Stories from the Front Lines Precision Medicine in Practice

By Nephi Walton, MD MS FACMG FAMIA

There was an air of excitement as I ended a conference call where we officially completed the last of many steps to get our adult whole genome sequencing clinic up and running. As I stepped out of my office to walk down the hallway, I received a call on my cell phone. “Hello Dr. Walton, would you be available now to talk with Dr. Jacobs about a patient?” Confused about what this was regarding and how this individual got my cell phone number, I said, “sure, put him through”. They put me through to an oncologist who had heard by word-of-mouth that we were opening a genome clinic for adults. He told me he had just finished seeing a patient and wanted to know if I could see them in my clinic. He described a very vague and confusing picture that involved neuropathies, muscle weakness, fluctuating lab values, shortness of breath, pesticide exposure, and a history of many specialists with no answers. This patient had been referred to him in oncology as a last resort and he was not sure where else to send him, since he had already been seen by almost every specialist outside of dermatology and dermatology wasn’t going to give him any answers. Unable to diagnose the root of the patient’s complaints, he was hoping to send him to our clinic that hadn’t even opened yet. I agreed to see the patient and we scheduled him into our very first clinic slot.
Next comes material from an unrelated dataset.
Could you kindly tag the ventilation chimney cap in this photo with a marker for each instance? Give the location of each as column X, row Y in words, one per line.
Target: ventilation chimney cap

I neglected to ask how he heard of the clinic or where he got my cell phone number. Word of the clinic spread quickly before any announcements were even made. We had a three-month backlog of patients before we saw our first patient. The fact that there was large volume of patient’s referred purely by word of mouth demonstrated a tremendous need for genomics in the adult population.

Nephi Walton

Excited and nervous about our first clinic day, I adjusted my camera angles and clicked connect on my computer to join a teleconference call with our first patient, John. “Hello, John! I’m Dr. Walton, how are you doing?” He said he was “doing well” although his composure did not reflect that. His first questions were less about his diagnosis and more about why he was even talking to me and what I could offer him. I explained how we interpreted the spelling of the code that instructed the development of the human body and all of its functions and looked for errors or misspellings in the code that might explain disease. I told him I would do everything I could to help him but confessed that there were limitations to our current knowledge that might prevent us from finding an answer. His frustration with the medical system was palpable during the encounter. He explained how he had seen several neurologists, some of whom he felt had written him off as a having a mental disorder. He described a similar experience with other specialists, several of whom did agree he was experiencing real symptoms but could not offer an explanation or cure for them.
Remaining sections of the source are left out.